Old Trafford has become a special place in rugby league especially for the likes of Wigan Warriors, Leeds Rhinos and St Helens in modern times.

It has been the home of many sporting greats from our great game, cricket but of course football.

One of those great players was of course England Football World Cup winner Sir Bobby Charlton who sadly passed away on Saturday.

Not just the footballing world, but the whole sporting world is in mourning for one of the most beloved sportsmen this country has produced.

But in rugby league, Charlton holds a special place. This is because in 1976 Sir Bobby starred at scrum half for Warrington in a testimonial match against Leigh wearing the iconic number seven shirt as highlighted first by 40-20 but then by the BBC.

A fascinating tale that shows just how talented Sir Bobby was.

Naturally, Manchester United released a statement:

Manchester United is in mourning following the passing of Sir Bobby Charlton, one of the greatest and most beloved players in the history of our club.

Sir Bobby was a hero to millions, not just in Manchester, or the United Kingdom, but wherever football is played around the world.

He was admired as much for his sportsmanship and integrity as he was for his outstanding qualities as a footballer; Sir Bobby will always be remembered as a giant of the game.

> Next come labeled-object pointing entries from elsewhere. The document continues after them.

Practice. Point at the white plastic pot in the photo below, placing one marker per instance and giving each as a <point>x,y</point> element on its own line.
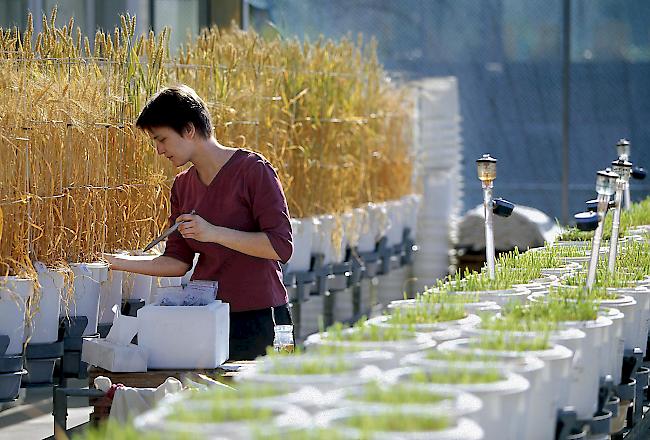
<point>633,319</point>
<point>44,325</point>
<point>135,285</point>
<point>396,221</point>
<point>14,293</point>
<point>593,364</point>
<point>188,275</point>
<point>412,208</point>
<point>641,323</point>
<point>330,239</point>
<point>501,297</point>
<point>87,285</point>
<point>352,224</point>
<point>549,391</point>
<point>373,226</point>
<point>110,295</point>
<point>502,400</point>
<point>304,230</point>
<point>393,285</point>
<point>540,406</point>
<point>582,388</point>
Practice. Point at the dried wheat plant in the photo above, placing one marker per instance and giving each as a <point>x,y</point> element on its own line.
<point>77,178</point>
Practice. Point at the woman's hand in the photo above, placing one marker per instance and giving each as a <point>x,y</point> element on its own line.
<point>113,261</point>
<point>195,227</point>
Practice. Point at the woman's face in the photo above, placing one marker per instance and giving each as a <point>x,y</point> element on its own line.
<point>178,149</point>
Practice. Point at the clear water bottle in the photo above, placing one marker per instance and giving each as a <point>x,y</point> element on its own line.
<point>283,339</point>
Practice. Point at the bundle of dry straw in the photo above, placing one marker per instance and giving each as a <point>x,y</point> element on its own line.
<point>77,178</point>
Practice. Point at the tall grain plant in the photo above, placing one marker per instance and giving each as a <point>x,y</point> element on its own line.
<point>77,178</point>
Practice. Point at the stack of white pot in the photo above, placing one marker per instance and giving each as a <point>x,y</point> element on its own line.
<point>439,147</point>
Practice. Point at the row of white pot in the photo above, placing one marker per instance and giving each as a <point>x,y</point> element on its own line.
<point>91,291</point>
<point>307,412</point>
<point>361,227</point>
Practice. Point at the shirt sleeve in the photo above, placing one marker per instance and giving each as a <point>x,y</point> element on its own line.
<point>176,246</point>
<point>269,208</point>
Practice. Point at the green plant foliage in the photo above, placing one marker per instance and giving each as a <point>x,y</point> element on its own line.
<point>366,333</point>
<point>271,433</point>
<point>426,314</point>
<point>243,391</point>
<point>458,376</point>
<point>554,309</point>
<point>310,366</point>
<point>506,342</point>
<point>457,356</point>
<point>221,412</point>
<point>113,430</point>
<point>396,394</point>
<point>397,422</point>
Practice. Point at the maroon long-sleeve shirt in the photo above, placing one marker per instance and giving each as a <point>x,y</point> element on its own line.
<point>245,195</point>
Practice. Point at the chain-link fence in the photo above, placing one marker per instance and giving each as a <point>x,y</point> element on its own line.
<point>507,56</point>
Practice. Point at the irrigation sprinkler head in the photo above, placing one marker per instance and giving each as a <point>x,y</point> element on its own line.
<point>606,182</point>
<point>487,169</point>
<point>592,205</point>
<point>623,148</point>
<point>586,221</point>
<point>638,173</point>
<point>623,168</point>
<point>502,207</point>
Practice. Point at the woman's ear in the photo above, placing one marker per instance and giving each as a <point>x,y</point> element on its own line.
<point>190,130</point>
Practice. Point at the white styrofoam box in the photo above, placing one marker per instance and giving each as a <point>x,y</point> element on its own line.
<point>87,284</point>
<point>14,293</point>
<point>352,225</point>
<point>118,358</point>
<point>304,231</point>
<point>190,336</point>
<point>110,295</point>
<point>44,325</point>
<point>162,282</point>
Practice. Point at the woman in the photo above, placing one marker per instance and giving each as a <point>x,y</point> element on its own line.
<point>240,228</point>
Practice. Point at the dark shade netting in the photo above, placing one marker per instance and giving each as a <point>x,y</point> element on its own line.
<point>507,56</point>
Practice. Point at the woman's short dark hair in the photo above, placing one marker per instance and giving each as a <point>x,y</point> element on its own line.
<point>176,107</point>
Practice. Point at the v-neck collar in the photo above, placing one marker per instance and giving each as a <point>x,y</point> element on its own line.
<point>225,165</point>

A graduate of our youth Academy, Sir Bobby played 758 games and scored 249 goals during 17 years as a Manchester United player, winning the European Cup, three league titles and the FA Cup. For England, he won 106 caps and scored 49 goals, and won the 1966 World Cup.
Following his retirement, he went on to serve the club with distinction as a director for 39 years. His unparalleled record of achievement, character and service will be forever etched in the history of Manchester United and English football; and his legacy will live on through the life-changing work of the Sir Bobby Charlton Foundation.

The club’s heartfelt sympathies are with his wife Lady Norma, his daughters and grandchildren, and all who loved him.

Serious About Rugby League echoes these sentiments.